The Fury: Having died at the end of the last book, Elena is undergoing the change. She had exchanged enough blood with Stefan – willingly – and even more with Damon – against her will, to enable her to become a vampire. Therefore the beginning of this story is taken up with everyone’s reaction to the change, and how Elena copes with her new status. However, Elena hasn’t got too long to think about things, as something bad is in Fell’s Church – the bad thing that killed Elena. And it’s not done killing. Elena, Stefan and Damon must ignore their differences and find out what – or who – is going on and do something about it before the whole town is destroyed. When they get to the bottom of the mystery, Elena is determined to save her hometown and puts herself in harm’s way – with devastating consequences.

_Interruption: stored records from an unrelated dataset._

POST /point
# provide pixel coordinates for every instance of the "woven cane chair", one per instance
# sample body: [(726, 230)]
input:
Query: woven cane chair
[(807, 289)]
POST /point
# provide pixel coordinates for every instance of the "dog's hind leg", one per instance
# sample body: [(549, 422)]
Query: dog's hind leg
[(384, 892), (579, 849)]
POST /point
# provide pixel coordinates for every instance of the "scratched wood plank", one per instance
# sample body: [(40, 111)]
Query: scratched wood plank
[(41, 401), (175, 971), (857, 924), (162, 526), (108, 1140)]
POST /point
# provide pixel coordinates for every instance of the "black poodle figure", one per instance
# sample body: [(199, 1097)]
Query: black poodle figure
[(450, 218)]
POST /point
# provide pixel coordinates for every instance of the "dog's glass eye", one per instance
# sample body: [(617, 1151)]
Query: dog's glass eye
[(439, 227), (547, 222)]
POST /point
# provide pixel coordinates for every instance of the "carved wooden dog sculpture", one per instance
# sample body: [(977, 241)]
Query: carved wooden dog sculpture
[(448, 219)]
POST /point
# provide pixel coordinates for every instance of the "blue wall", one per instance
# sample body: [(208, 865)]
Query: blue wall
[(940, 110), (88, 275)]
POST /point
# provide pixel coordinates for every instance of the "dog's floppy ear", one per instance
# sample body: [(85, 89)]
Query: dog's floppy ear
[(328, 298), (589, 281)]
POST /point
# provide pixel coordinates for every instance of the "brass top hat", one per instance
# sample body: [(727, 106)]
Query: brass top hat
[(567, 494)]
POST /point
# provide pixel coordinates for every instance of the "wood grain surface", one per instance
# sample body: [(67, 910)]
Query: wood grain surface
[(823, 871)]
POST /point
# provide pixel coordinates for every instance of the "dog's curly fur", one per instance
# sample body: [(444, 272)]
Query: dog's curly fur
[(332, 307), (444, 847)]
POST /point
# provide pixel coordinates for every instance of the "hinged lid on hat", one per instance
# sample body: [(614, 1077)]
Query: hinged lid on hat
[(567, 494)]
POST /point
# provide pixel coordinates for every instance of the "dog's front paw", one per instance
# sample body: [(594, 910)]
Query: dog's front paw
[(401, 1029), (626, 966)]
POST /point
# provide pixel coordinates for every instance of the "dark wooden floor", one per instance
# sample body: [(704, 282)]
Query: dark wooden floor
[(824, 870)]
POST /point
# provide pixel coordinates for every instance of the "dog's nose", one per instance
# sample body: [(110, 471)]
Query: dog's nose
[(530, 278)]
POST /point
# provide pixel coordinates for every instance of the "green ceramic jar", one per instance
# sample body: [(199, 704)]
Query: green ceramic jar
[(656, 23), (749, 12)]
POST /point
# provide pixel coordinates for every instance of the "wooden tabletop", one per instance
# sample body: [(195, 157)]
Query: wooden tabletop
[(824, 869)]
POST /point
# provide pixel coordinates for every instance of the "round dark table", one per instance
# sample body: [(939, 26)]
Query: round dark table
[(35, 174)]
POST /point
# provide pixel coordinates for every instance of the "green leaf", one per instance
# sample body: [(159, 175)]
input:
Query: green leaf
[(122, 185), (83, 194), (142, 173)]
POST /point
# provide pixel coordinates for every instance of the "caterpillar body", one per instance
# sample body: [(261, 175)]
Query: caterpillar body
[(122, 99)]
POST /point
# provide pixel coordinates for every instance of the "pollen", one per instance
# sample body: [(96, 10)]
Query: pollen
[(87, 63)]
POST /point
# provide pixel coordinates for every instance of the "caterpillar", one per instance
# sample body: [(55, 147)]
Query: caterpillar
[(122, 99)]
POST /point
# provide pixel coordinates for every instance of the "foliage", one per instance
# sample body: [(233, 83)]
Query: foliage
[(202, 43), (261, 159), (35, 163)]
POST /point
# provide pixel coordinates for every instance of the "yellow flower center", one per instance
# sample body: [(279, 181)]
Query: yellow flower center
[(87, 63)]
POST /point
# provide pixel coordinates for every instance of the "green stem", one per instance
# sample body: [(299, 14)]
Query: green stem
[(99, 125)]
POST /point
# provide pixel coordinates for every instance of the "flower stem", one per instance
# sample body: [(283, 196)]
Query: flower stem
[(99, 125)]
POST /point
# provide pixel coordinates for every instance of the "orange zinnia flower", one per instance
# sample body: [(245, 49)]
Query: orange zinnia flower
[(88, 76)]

The Reunion: Having died as a vampire, you could be forgiven for thinking that Elena was gone for good. But, no, it appears our girl can now communicate with her lover, Stefan, from the spirit world. And she’s helping Stefan, Damon and her friends to defeat yet more evil which is residing in Fell’s Church. There are lots of crazy things going on in this story – the oddest thing being that nobody seems to know, or question, why Elena is still able to communicate from beyond the grave. However, her “death” seems to have brought the vampire brothers closer together, much to spirit-Elena’s satisfaction. As the story climbs to its climax, the action is very exciting, but then the next twist in the tale arrives… Elena is back – again. And this time she’s not human or a vampire. She’s something else…

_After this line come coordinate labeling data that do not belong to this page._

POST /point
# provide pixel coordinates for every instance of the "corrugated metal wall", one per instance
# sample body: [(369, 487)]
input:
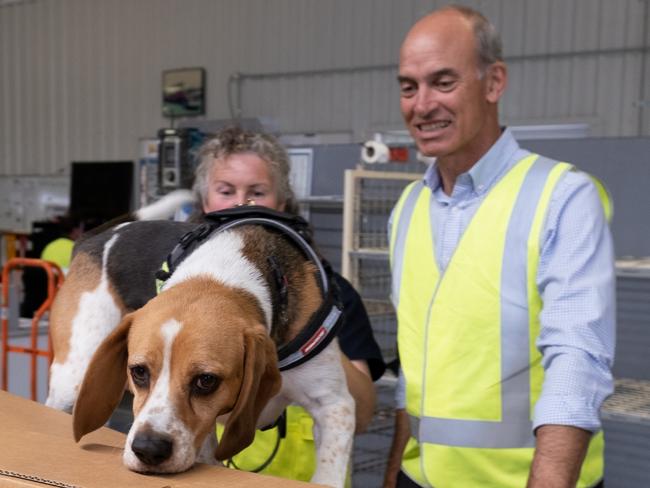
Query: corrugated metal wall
[(80, 79)]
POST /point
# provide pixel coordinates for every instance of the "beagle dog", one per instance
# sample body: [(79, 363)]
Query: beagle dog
[(203, 350)]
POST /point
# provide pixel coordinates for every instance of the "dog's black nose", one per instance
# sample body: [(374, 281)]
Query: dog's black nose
[(152, 449)]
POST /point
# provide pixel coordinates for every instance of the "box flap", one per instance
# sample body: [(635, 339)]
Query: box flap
[(37, 444)]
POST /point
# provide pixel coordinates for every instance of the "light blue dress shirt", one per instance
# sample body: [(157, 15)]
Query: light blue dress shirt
[(575, 278)]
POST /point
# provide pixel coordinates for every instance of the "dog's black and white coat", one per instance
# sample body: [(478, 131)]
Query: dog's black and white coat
[(203, 349)]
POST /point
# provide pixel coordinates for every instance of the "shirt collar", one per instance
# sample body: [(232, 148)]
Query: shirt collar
[(487, 170)]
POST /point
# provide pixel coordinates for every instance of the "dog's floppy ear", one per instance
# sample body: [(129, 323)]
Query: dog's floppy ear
[(103, 384), (261, 381)]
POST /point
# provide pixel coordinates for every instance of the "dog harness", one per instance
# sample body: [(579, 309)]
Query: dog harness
[(323, 324)]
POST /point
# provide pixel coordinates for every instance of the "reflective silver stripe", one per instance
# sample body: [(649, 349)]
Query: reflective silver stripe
[(329, 322), (400, 239), (515, 428)]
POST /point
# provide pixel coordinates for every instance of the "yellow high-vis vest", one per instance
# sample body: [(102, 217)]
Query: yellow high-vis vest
[(466, 337)]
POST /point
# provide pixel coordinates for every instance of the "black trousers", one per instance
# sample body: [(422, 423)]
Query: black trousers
[(404, 481)]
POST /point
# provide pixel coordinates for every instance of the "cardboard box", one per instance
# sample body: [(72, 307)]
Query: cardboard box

I have to say I wasn’t overly keen on this book. The first part wasn’t so bad, when Elena was a vampire. That was always inevitable. But the following section where she’s in the spirit world and comes back again just got a little silly. It was almost as if there were too many supernatural elements being crammed into one story, and even worse, one character. It’s an interesting stepping-stone to the next book, but I think the second half could have been cut altogether without detracting from the overall story.